Cornhair was silent. She feared to think such thoughts.
“It warms and heats them, it frees them, to become the most female of women, the most complete and perfect of women, the owned, submitted complement to masculine power,” said Lady Delia.
“How can it be, Mistress,” asked Cornhair, “for they are slaves?”
“As, in their heart, they wish to be,” said Lady Delia.
“Slaves!” cried a woman in the stands, “meaningless, worthless slaves!”
“Yes,” said Lady Delia, fiercely, “they have been found worthy of the collar! They are content, and reassured, in their collars! Not every woman is collared! Only those men want, the most exciting, the most desirable! So the sluts know how special the collar makes them!
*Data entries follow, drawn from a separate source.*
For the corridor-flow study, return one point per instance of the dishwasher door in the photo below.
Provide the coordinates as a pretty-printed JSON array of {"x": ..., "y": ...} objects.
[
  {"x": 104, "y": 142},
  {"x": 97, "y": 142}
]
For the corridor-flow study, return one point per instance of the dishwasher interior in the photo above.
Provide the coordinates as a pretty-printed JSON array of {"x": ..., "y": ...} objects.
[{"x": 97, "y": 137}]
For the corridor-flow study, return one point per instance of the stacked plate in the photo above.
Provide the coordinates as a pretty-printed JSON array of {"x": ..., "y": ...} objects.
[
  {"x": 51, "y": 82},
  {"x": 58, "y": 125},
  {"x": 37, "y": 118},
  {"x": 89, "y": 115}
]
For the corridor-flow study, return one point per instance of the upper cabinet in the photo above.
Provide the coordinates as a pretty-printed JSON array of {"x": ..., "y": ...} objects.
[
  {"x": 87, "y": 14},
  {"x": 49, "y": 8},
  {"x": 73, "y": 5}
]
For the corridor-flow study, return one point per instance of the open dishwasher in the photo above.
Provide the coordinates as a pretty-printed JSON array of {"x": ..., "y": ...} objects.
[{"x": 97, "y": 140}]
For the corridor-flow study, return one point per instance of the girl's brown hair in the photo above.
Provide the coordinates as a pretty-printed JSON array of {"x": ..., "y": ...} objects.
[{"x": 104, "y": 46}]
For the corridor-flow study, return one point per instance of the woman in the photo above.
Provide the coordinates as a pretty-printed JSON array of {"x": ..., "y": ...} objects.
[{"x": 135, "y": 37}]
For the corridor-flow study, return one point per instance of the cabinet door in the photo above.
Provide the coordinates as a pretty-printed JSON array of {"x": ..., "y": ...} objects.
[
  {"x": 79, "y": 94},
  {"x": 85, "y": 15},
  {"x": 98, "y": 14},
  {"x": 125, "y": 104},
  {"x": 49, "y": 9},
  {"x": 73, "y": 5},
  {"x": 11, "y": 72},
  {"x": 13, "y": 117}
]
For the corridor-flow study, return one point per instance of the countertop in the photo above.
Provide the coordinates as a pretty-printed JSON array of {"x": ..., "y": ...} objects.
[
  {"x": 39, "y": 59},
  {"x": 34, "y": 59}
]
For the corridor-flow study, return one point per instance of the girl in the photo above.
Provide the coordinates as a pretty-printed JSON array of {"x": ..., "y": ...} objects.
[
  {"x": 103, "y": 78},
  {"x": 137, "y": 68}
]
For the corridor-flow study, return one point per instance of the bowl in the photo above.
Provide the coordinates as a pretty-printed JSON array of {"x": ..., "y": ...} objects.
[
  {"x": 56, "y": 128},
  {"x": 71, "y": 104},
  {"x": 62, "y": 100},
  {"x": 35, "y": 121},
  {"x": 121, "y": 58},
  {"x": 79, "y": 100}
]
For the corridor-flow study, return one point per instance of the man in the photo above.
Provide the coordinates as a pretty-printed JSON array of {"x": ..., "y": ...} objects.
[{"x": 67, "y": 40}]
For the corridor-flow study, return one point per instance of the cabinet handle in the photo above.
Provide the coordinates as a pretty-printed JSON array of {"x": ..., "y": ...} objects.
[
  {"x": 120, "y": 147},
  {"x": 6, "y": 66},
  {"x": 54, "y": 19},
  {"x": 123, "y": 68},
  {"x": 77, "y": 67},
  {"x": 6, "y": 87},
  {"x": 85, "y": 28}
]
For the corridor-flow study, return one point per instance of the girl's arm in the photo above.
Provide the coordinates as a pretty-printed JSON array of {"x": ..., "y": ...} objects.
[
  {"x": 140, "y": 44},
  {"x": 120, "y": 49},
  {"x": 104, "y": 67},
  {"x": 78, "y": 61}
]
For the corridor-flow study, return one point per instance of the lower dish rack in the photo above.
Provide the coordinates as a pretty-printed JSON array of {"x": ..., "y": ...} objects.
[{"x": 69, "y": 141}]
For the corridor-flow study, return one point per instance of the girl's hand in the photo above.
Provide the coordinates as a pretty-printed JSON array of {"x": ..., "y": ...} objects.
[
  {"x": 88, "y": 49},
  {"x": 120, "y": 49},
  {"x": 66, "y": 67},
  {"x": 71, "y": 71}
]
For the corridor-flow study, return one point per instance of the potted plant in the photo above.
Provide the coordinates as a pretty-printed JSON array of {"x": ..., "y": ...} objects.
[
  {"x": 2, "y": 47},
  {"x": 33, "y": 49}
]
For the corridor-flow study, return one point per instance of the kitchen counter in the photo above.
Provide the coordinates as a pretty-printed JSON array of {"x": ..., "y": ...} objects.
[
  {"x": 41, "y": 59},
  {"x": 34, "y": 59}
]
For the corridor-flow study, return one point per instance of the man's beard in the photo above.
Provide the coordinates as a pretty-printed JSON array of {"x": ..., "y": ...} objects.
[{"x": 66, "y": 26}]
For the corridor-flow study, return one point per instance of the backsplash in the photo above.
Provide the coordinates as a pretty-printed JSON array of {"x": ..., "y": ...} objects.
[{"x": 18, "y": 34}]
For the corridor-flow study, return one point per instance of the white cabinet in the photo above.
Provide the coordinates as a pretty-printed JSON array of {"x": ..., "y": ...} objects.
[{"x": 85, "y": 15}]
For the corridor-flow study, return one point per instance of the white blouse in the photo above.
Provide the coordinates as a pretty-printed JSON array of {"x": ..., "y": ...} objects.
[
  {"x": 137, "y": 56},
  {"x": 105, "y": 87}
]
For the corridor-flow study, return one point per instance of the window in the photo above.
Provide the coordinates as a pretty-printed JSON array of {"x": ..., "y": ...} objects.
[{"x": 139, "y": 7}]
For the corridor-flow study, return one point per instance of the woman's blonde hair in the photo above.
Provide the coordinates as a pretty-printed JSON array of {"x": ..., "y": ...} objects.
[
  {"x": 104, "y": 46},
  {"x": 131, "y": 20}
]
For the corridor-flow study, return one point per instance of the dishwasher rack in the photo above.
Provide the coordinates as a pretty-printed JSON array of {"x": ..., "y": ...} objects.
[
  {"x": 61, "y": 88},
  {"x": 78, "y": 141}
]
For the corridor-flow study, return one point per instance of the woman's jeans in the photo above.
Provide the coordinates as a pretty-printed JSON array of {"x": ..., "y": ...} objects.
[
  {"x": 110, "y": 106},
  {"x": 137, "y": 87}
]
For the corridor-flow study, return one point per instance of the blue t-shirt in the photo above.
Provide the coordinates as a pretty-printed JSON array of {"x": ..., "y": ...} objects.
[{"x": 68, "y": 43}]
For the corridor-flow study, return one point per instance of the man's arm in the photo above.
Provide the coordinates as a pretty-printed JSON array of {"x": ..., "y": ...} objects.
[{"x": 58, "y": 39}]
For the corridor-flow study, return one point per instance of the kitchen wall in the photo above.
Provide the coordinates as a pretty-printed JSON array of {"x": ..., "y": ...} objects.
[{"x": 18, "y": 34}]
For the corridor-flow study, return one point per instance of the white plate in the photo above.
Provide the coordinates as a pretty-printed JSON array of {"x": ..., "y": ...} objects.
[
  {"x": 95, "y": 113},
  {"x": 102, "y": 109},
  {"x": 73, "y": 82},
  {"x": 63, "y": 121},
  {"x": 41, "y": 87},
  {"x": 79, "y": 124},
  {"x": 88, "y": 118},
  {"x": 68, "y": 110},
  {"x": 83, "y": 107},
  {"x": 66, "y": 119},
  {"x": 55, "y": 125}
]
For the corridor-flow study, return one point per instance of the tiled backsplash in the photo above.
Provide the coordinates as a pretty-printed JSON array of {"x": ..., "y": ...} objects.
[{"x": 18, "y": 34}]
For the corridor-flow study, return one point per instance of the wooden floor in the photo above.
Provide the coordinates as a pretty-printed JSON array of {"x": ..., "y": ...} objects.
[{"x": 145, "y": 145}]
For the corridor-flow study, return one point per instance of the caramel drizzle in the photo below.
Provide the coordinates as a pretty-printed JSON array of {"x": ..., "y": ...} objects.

They have been selected not for their standing in society, their connections, the advantages they can provide, their wealth, but merely for their femaleness, which men will own, dominate, exploit, and master!”
“Have mercy, Mistress!” cried Cornhair, lifting her hands to Lady Delia.
“The sluts are proud of the bands on their necks,” said Lady Delia. “How unique, and special, that makes them! How superior to free women!”
Women in the stands cried out with rage.
“No, no, Mistress!” cried Cornhair. “They are only slaves!”
“Do they not see how men look upon their faces, their limbs, their figures, look so frankly, so appraisingly, so approvingly, knowing that such delights could be theirs, in exactly the same sense that they might purchase a pig or dog?”